Job Summary
The requirement is aligned toward an AWS native modern Data Engineering/Lakehouse implementation rather than a traditional ETL/MSBI-only profile.
The customer is looking for candidates who can help build and scale a native AWS Lakehouse platform handling very large-scale datasets, IoT/device feeds, streaming pipelines, unified data models, and analytical workloads. The expected core skill areas are around AWS-native data engineering stack such as:
• AWS Glue (ETL + Catalog)
• EMR / Spark-based distributed processing (Spark in AWS EMR/Glue is commonly written using PySpark, Python API for Apache Spark). So knowledge of Python for not application development but for data engineering/Spark pipelines.
• S3-based Lakehouse architecture
• Step Functions (pipeline orchestration)

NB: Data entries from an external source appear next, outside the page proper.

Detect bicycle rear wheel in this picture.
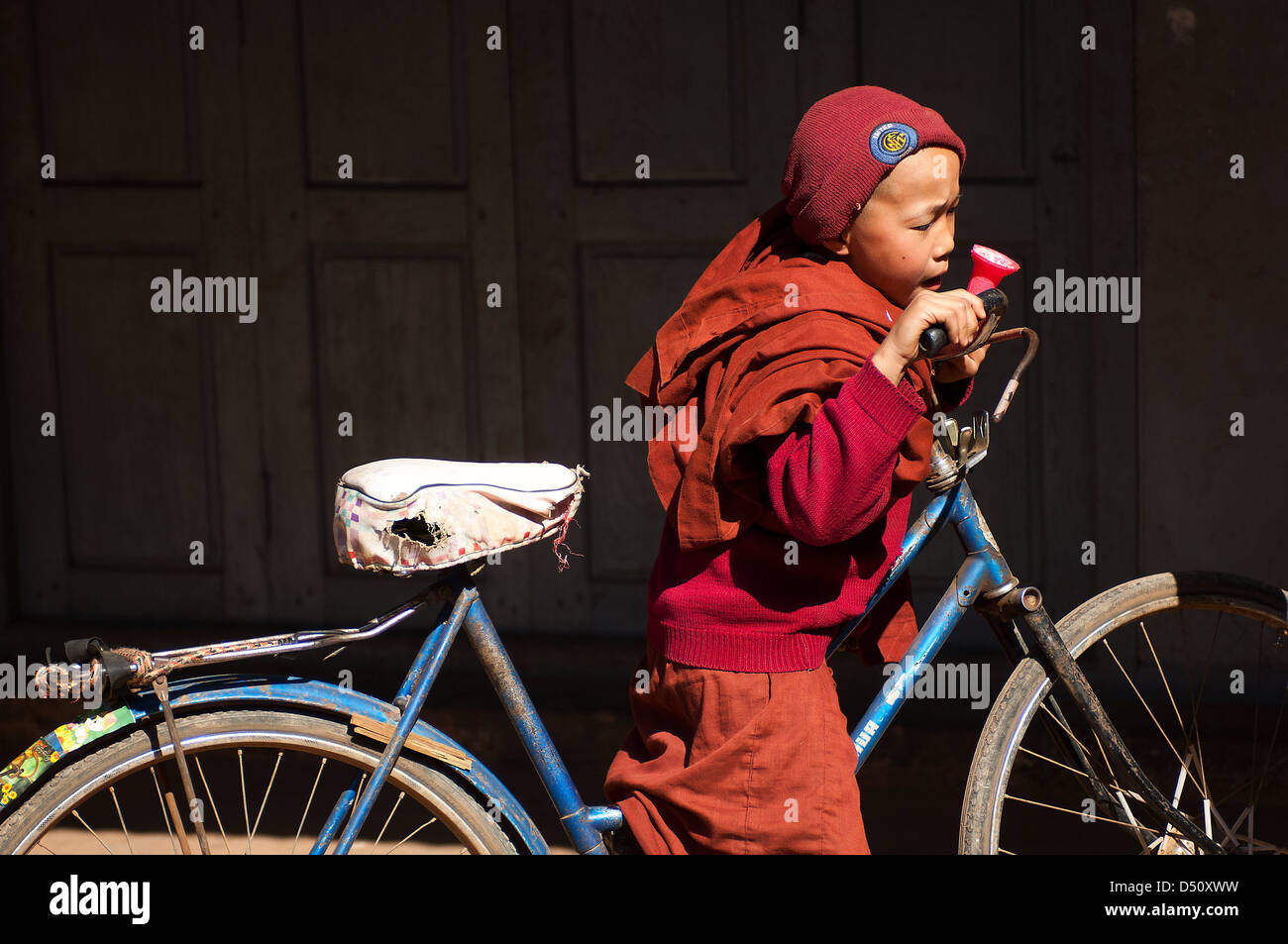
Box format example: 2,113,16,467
958,572,1288,855
0,709,515,854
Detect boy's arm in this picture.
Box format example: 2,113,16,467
763,360,926,546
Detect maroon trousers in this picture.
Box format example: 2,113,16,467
604,644,868,854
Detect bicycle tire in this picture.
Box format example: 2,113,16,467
958,572,1288,854
0,708,516,855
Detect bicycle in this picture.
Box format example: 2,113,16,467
0,252,1288,855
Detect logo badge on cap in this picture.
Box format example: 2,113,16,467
868,121,917,163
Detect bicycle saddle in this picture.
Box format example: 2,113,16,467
334,459,590,577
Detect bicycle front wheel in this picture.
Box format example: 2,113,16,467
0,709,515,855
958,572,1288,855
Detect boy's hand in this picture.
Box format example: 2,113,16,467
872,288,988,383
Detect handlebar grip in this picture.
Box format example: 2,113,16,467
917,288,1009,358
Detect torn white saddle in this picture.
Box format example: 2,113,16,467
335,459,590,577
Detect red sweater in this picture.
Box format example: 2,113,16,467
648,361,974,673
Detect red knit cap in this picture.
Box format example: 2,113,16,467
783,85,966,245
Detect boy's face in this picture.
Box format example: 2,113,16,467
824,147,961,308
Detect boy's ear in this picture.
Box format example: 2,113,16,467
823,203,863,257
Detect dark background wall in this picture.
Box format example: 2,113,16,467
0,0,1288,850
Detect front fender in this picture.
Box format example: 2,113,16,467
0,675,549,855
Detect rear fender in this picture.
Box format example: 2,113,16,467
0,675,549,855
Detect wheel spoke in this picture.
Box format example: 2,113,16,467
1004,793,1158,834
1100,633,1207,795
192,755,233,855
107,786,134,855
72,810,116,855
370,790,407,855
149,767,179,855
237,747,250,855
385,816,438,855
291,757,327,855
962,575,1288,855
246,751,282,849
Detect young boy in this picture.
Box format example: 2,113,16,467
604,86,987,854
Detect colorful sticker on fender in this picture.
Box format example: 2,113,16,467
0,705,134,807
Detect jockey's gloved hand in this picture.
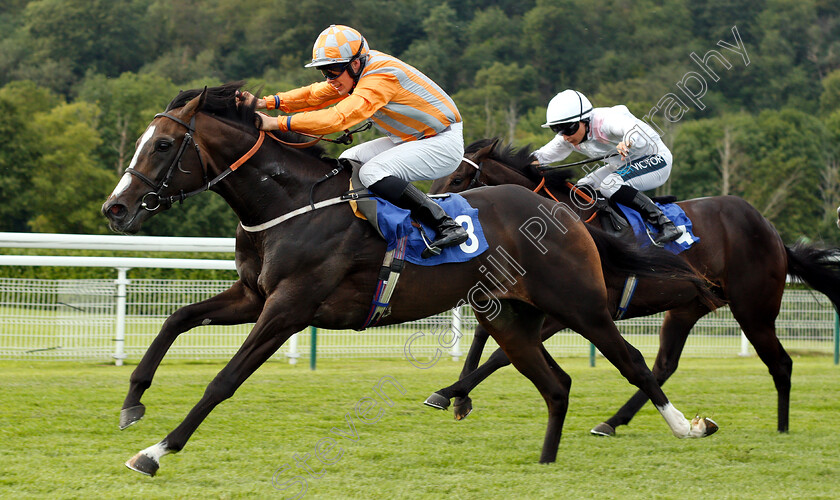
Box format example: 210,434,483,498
254,111,280,132
235,90,265,109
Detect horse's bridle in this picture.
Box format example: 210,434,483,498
125,113,221,212
461,156,484,189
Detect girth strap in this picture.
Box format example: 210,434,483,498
360,236,408,330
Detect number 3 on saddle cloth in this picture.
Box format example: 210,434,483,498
612,203,700,254
373,194,488,266
351,187,489,330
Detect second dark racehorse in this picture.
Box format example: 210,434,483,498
427,139,840,435
102,84,716,474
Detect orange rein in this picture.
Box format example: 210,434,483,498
534,177,598,222
230,130,334,170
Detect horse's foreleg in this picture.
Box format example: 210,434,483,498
476,301,571,463
424,344,510,420
125,296,306,476
120,281,263,429
569,315,718,438
590,310,708,436
736,316,793,432
452,325,492,420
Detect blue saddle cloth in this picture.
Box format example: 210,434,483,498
374,194,488,266
616,203,700,254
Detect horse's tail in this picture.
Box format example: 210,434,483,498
785,243,840,311
584,224,724,310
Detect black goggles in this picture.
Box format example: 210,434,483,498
319,62,350,80
549,121,580,135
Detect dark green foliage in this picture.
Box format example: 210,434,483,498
0,0,840,250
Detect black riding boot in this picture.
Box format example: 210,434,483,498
370,176,469,254
611,186,682,247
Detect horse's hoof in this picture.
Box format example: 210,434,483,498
125,451,160,476
423,392,449,410
687,415,719,438
589,422,615,437
452,398,472,420
703,418,720,437
120,404,146,430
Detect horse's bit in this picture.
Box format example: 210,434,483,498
125,113,217,212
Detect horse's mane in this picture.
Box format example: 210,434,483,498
166,81,326,159
464,137,572,189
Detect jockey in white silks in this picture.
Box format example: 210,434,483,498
534,89,682,246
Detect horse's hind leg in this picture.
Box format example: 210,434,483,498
125,297,304,476
590,304,709,436
425,317,565,420
562,308,717,438
120,281,263,429
478,300,571,463
446,325,492,420
730,300,793,432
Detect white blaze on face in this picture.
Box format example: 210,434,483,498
111,125,155,197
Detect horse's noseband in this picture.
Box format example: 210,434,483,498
125,113,207,212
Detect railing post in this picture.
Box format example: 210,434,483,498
114,267,131,366
449,306,463,361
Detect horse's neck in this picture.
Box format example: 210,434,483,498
200,124,349,226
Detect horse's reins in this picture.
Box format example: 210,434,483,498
537,153,620,172
125,112,371,213
461,155,600,222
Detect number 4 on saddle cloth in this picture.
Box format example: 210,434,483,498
372,194,488,266
614,198,700,254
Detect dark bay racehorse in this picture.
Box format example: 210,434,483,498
427,139,840,435
102,83,716,474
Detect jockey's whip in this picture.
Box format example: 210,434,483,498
537,153,620,172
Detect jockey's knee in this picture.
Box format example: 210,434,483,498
598,174,626,198
359,162,393,187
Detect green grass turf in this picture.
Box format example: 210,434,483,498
0,357,840,499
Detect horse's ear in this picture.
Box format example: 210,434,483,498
182,86,207,120
475,137,499,159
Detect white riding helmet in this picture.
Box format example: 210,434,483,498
542,89,592,128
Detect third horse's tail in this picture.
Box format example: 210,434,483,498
586,224,724,310
785,244,840,311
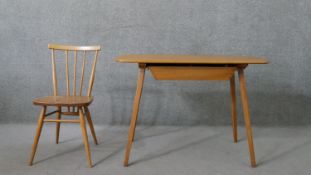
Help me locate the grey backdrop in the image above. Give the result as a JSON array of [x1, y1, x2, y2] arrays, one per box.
[[0, 0, 311, 125]]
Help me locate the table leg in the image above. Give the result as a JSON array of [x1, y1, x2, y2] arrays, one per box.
[[230, 74, 238, 143], [238, 68, 256, 167], [124, 65, 146, 166]]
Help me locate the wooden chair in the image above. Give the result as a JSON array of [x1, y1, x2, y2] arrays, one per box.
[[29, 44, 100, 167]]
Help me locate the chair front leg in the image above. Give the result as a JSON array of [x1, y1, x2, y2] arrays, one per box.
[[84, 106, 98, 145], [79, 107, 92, 168], [29, 106, 46, 166], [56, 107, 62, 144]]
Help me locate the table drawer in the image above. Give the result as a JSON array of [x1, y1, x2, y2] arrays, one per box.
[[149, 66, 237, 80]]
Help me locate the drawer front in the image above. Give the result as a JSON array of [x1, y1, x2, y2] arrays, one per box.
[[149, 66, 237, 80]]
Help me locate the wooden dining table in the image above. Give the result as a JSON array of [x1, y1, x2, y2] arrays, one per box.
[[116, 54, 268, 167]]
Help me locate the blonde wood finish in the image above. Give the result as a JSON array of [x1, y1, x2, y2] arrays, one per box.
[[84, 106, 98, 145], [62, 112, 79, 116], [29, 44, 100, 167], [45, 110, 58, 117], [116, 55, 268, 167], [48, 44, 100, 51], [29, 106, 46, 166], [87, 51, 98, 96], [52, 49, 57, 96], [116, 54, 268, 64], [79, 51, 86, 96], [123, 65, 145, 166], [55, 107, 62, 144], [33, 96, 93, 106], [149, 66, 236, 80], [230, 74, 238, 143], [79, 107, 93, 168], [238, 68, 256, 167], [44, 119, 80, 123], [73, 51, 78, 96]]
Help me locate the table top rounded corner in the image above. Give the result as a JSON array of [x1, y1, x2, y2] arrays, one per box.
[[115, 54, 269, 64]]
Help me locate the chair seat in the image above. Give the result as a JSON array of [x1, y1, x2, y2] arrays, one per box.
[[32, 96, 93, 106]]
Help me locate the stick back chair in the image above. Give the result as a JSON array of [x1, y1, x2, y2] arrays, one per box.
[[29, 44, 100, 167]]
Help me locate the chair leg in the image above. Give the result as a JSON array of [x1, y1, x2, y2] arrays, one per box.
[[84, 106, 98, 145], [123, 66, 145, 166], [239, 68, 256, 167], [230, 74, 238, 143], [28, 106, 46, 166], [79, 108, 92, 168], [56, 107, 62, 144]]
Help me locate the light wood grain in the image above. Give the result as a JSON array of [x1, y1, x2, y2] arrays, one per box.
[[123, 65, 145, 166], [230, 74, 238, 143], [87, 51, 98, 96], [55, 107, 62, 144], [116, 54, 268, 64], [29, 44, 100, 167], [238, 68, 256, 167], [33, 96, 93, 106], [48, 44, 100, 51], [29, 106, 46, 166], [149, 66, 236, 80], [52, 49, 58, 96], [44, 119, 80, 123], [79, 107, 93, 168], [79, 51, 86, 96], [84, 106, 98, 145]]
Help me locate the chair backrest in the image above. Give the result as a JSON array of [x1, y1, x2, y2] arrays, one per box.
[[48, 44, 100, 96]]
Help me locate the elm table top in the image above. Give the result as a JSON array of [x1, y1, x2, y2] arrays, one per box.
[[116, 54, 268, 64]]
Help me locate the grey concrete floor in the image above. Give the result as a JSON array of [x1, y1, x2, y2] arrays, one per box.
[[0, 124, 311, 175]]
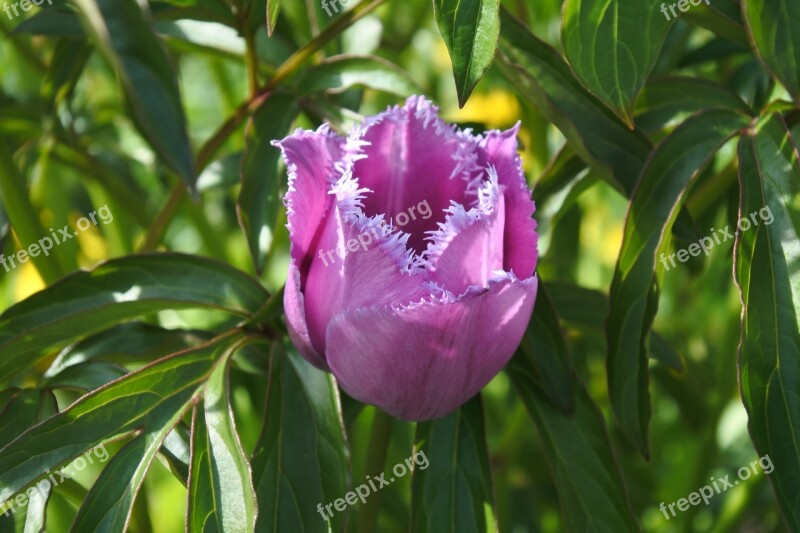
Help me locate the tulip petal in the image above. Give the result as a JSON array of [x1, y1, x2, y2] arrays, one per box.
[[478, 124, 539, 279], [428, 169, 506, 294], [273, 126, 344, 271], [351, 96, 479, 253], [327, 275, 538, 420], [283, 260, 330, 370], [303, 181, 428, 353]]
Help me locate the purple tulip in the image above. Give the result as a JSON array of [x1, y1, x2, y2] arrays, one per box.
[[275, 96, 538, 420]]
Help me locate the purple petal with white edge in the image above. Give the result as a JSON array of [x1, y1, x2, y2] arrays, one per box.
[[342, 216, 430, 310], [327, 275, 538, 420], [283, 259, 330, 370], [302, 201, 345, 354], [427, 168, 506, 294], [351, 96, 479, 253], [303, 168, 428, 353], [478, 123, 539, 279], [273, 126, 345, 266]]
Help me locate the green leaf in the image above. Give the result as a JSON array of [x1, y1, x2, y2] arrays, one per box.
[[0, 335, 239, 503], [508, 359, 640, 531], [562, 0, 674, 126], [498, 9, 652, 196], [681, 0, 750, 47], [412, 396, 497, 533], [238, 94, 299, 273], [187, 352, 256, 532], [433, 0, 500, 107], [153, 20, 247, 61], [297, 55, 422, 97], [742, 0, 800, 102], [42, 39, 94, 112], [736, 114, 800, 531], [636, 76, 752, 130], [516, 280, 574, 412], [251, 343, 350, 533], [0, 389, 58, 533], [0, 253, 268, 379], [267, 0, 281, 37], [0, 389, 58, 448], [44, 322, 202, 379], [606, 110, 749, 456], [13, 7, 86, 37], [547, 281, 685, 372], [70, 420, 184, 532], [43, 361, 128, 391], [75, 0, 195, 187]]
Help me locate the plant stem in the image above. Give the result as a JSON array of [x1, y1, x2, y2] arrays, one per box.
[[357, 407, 392, 533]]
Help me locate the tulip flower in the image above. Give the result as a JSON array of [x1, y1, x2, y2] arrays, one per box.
[[275, 96, 538, 420]]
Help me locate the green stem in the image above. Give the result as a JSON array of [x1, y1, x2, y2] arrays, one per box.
[[0, 139, 64, 285], [357, 407, 392, 533], [139, 0, 386, 252]]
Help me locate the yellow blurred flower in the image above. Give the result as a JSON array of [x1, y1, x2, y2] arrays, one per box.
[[445, 89, 520, 129]]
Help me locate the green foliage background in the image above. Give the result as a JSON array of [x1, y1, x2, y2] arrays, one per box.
[[0, 0, 800, 533]]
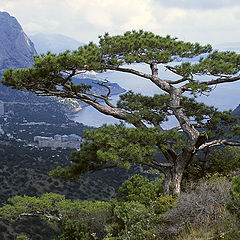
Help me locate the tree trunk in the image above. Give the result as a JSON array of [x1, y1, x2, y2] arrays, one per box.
[[164, 149, 195, 194]]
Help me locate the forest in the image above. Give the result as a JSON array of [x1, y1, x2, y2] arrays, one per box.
[[0, 30, 240, 240]]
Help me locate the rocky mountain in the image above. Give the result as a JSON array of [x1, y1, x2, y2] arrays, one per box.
[[0, 12, 37, 72], [30, 33, 83, 54]]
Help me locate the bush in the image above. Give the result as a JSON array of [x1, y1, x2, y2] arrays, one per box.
[[119, 174, 164, 205], [161, 177, 230, 239], [227, 176, 240, 221]]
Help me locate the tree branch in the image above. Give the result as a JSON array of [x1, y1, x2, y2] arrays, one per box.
[[199, 75, 240, 86], [106, 65, 171, 93], [198, 139, 240, 150]]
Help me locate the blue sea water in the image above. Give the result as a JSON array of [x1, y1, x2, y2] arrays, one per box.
[[72, 64, 240, 128]]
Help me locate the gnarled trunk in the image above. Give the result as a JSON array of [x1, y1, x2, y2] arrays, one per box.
[[164, 149, 195, 194]]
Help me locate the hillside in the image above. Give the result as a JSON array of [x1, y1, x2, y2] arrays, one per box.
[[30, 33, 83, 54]]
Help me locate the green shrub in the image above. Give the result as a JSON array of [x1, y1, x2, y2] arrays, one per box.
[[119, 174, 164, 205], [227, 176, 240, 221]]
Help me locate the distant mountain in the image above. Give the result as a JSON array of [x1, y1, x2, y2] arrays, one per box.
[[0, 12, 37, 72], [30, 33, 84, 54]]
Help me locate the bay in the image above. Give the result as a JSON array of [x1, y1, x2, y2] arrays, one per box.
[[71, 64, 240, 128]]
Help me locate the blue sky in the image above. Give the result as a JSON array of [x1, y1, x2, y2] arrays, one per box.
[[0, 0, 240, 44]]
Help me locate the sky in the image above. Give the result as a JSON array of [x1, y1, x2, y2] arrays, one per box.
[[0, 0, 240, 45]]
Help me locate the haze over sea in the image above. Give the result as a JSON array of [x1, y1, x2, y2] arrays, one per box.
[[72, 64, 240, 128]]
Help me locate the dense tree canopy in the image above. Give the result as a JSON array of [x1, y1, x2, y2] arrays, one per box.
[[3, 30, 240, 192]]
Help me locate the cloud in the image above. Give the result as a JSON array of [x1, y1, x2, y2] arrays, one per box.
[[0, 0, 240, 43], [154, 0, 240, 10]]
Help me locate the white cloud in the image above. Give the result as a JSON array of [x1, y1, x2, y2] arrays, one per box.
[[0, 0, 240, 43]]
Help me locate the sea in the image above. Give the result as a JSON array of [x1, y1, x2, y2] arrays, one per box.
[[71, 63, 240, 128]]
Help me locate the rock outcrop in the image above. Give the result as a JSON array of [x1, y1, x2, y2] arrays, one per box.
[[0, 12, 37, 72]]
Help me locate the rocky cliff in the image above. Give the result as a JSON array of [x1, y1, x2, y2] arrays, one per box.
[[0, 12, 37, 72]]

• Redshift / Athena for analytics
• CDC/data ingestion patterns
• Iceberg/open table concepts
• Kinesis / Firehose for streaming ingestion
The major pain points customer is trying to solve are:
• Large-scale data migration and transformation
• Unifying multiple application datasets/entities into a common analytical model
• Handling billions of rows of IoT/device/solar/wind farm data efficiently
• Building scalable analytical and reporting architecture on AWS
• Incremental/Agile modernization using CDC and phased migration strategy
Traditional ETL/Data Warehouse experience is helpful as a foundation, but profiles should additionally demonstrate strong AWS-native cloud data engineering capabilities and distributed processing exposure to align with the actual customer expectation.